Catherine Reardon-Alulis, Ph.D.

Effect of Immune System and Apoproteins on Atherogenesis and Lipoprotein Assembly and the Role of apoE in Neurobiology.

Research Summary

There are two major areas of research in the laboratory.

Influence of the immune system on atherosclerosis. Atherosclerosis is now considered to be a chronic inflammatory response to hyperlipidemia. We are investigating the role of the immune system on the development and progression of atherosclerotic lesions using genetically modified mice that develop atherosclerosis. We have previously shown that in the absence of mature T and B cells atherosclerosis is reduced at some vascular sites and not others depending upon the gender and genetic background of the mice. Our current studies are aimed at determining the influence of specific cell of the adaptive and innate immune systems and the cytokines that they produce on atherosclerosis and lipoprotein metabolism. Our basic approach is to reconstitute the immune system of the immune deficient atherosclerotic mice with specific immune cells using bone marrow transplant or adoptive transfer of cells obtained from wild type, transgenic or knockout mice. In some cases cells will be infected with recombinant viruses expressing cytokines prior to transfer or the activity of cytokines blocked using specific inhibitors.

Influence of HDL on atherosclerosis. Humans have two HDL subclasses, HDL2 and HDL3. High HDL levels are atheroprotective and epidemiological evidence suggests that HDL2 maybe more atheroprotective than HDL3. We are first determining the domain(s) of the major HDL apoprotein, apoprotein A-I, which facilitate the formation of the HDL subclasses, with an emphasis in the role of the turns between the multiple amphipathic helices in apoprotein A-I. The apoprotein A-I mutants capable of forming each of the HDL subclasses will be expressed in atherosclerosis susceptible mice in order to determine the in vivo role of the subclasses in atherosclerosis. The HDL particles will also be characterized with their ability to participate in various aspects of reverse cholesterol transport, i.e. the process by which excess cellular cholesterol is transported to the liver. We are also investigating the role of SAA, a major protein associated with HDL during an acute phase response, as recent evidence suggests that some of the SAA isoforms may also promote cholesterol efflux from cholesterol-enriched macrophages.

Selected Papers

Reschly EJ, Sorci-Thomas M, Davidson WS, Meredith SC, Reardon CA, and Getz GS. (2002). Apolipoprotein alpha helices 7 and 8 modulate high density lipoprotein subclass distribution. J Biol Chem. 277:9645-9654.

Zhu B, Reardon CA, Getz GS, and Hui DY. (2002). Both apolipoprotein E- and immune-deficiency contribute exacerbated neointimal hyperplasia after vascular injury in mice. Arterioscler Thromb Vasc Biol. 22:450-455.

Bentley NM, LaDu MJ, Rajan C, Getz GS, Reardon CA. (2002). Apolipoprotein E structural requirements for the formation of SDS Stable complexes with beta-amyloid (1-40): the role of salt bridges. Biochem J 366:273-9.

Cabana VG, Reardon CA, Feng N, Lukens J, and Getz GS. (2003). Serum paraxonase: Effect of the apoprotein composition of HDL and the acute phase response. J Lipid Res. 44:780-792.

Reardon CA, Blachowicz L, Lukens J, Nissenbaum M, and Getz GS. (2003). Genetic background selectively influences innominate artery atherosclerosis: immune deficiency as probe. Arterioscler Thromb Vasc Biol. 23:1449-1454.

Peng D, Song C, Reardon CA, Liao S, and Getz GS. (2003). Lipoproteins produced by apoE-/- astrocytes infected with adenovirus expressing human apoE. J Neurochem. 86:1391-1402.

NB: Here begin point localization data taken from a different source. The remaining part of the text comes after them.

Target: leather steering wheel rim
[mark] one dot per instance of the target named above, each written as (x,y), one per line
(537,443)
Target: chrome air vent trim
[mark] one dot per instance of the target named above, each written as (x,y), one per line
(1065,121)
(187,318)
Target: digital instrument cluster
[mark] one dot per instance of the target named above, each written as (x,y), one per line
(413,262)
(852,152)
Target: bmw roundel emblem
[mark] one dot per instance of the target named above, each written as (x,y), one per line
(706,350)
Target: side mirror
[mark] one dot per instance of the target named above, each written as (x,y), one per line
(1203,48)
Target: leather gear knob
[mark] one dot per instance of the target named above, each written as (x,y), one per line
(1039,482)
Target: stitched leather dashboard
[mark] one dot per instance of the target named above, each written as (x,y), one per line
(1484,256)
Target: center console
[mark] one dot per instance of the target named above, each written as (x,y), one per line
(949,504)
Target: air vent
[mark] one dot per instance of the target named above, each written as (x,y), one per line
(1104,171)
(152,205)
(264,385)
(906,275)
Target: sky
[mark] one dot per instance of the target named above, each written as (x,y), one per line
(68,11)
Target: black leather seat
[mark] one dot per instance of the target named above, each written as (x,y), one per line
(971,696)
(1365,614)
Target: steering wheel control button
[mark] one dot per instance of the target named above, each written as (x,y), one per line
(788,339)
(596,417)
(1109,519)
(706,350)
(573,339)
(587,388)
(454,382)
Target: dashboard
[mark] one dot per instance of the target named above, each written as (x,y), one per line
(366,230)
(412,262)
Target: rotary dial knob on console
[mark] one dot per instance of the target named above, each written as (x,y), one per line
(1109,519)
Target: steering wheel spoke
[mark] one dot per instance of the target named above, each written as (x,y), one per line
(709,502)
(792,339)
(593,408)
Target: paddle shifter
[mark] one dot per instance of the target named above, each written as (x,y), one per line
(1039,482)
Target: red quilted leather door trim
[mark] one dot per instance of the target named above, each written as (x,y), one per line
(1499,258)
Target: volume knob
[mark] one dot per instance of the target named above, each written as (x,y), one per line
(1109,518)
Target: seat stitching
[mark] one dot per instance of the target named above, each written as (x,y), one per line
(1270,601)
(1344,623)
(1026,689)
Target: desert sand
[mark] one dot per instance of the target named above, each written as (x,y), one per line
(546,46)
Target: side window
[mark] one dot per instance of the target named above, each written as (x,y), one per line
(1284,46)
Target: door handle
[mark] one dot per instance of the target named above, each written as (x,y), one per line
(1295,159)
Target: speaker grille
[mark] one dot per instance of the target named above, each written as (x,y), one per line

Cabana VG, Feng N, Reardon CA, Lukens J, Webb NR, de Beer FC, Getz GS (2004). Influence of apoA-I and apoE on the formation of serum amyloid A-containing lipoproteins in vivo and in vitro. J Lipid Res. 45:317-325.

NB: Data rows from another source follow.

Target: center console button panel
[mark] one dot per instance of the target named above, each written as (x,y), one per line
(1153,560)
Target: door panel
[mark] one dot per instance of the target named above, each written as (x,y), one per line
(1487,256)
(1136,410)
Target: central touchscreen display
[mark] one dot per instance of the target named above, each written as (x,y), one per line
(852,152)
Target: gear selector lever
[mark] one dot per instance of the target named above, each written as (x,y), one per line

VanderLaan PA, Reardon CA, Getz GS. (2004). Site specificity of atherosclerosis: site-selective responses to atherosclerotic modulators. Arterioscler Thromb Vasc Biol. 24:12-22

Getz GS, and Reardon CA. (2004). Paraoxonase, a cardioprotective enzyme: continuing issues. Curr Opin Lipidol. 15:261-267.

Reardon CA, Miller ER, Blachowicz L, Lukens J, Binder CJ, Witztum JL, and Getz GS. (2004). Autoantibodies to OxLDL fail to alter the clearance of injected OxLDL in apolipoprotein E deficient mice. J Lipid Res. 45:1347-1354.